Correction of stress and hypoxia signatures shows that stressed cells show a non-recoverable gene signature
Since the stress and hypoxia related expression profiles are apparent, we were interested in studying the ”reversibility” of the transcriptomic signatures, and creating a normalised dataset where hypoxic and stressed cells could merge with the normal cells, and classifying the whole dataset into the original cell types described in.
12
To this end, we applied two approaches with similar results. On the one hand, we considered cell states as batches, and applied batch effect correction with
Figure 3.
Dataset merging of stress and hypoxia populations show mixed degrees of integration with the ”normal” dataset.
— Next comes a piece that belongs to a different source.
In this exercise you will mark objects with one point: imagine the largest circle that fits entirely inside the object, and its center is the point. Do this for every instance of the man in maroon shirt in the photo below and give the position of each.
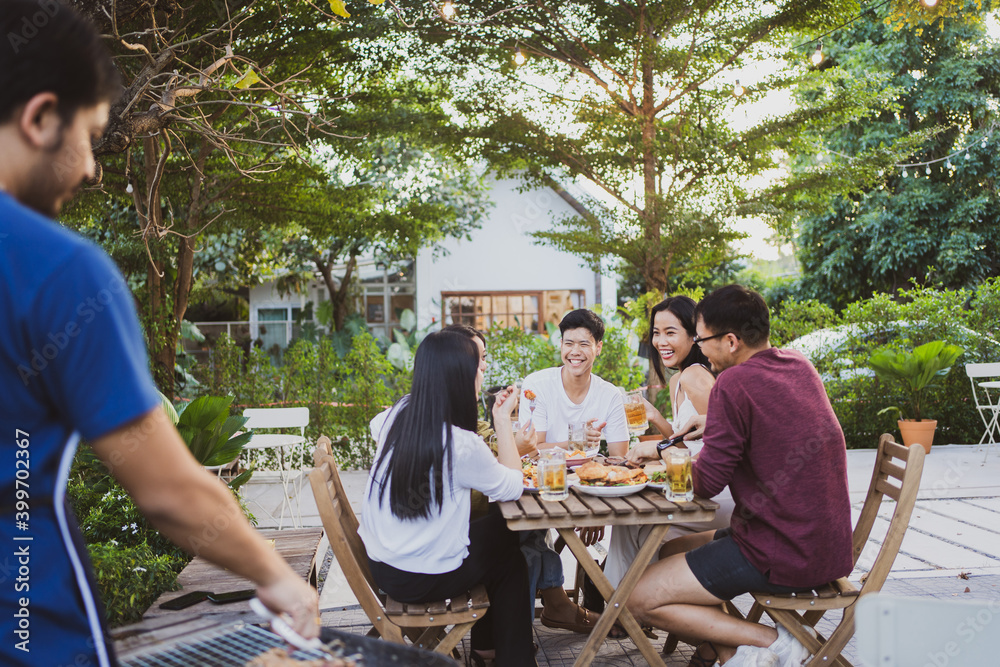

(A) UMAP plot of merged ”stress” and ”normal” cells. There is a low degree of integration between both cell types. (B) UMAP plot of merged ”hypoxia” and ”normal” cells. There is a high degree of integration between both cell types. (C) Unsupervised assignation of fibroblast types from (B) reveals, similar to results from Figure 1A, major fibroblast types.
To further study if stress and hypoxia transcriptomic profiles are ”recoverable”, we generated two types of datasets, one each with the stress or hypoxia cells, and another one containing normal cells. When applied the correction to the stress + normal dataset we observed that there was no integration between the two states ( Figure 3A). On the other hand, there was a good integration between the hypoxia and normal cell states ( Figure 3B), and the main fibroblast populations could be correctly mapped ( Figure 3C). From these results we infer that the transcriptome from stressed cells is much more altered than the one from hypoxic cells, to the extent that stressed cells are in a computationally non-reversible state.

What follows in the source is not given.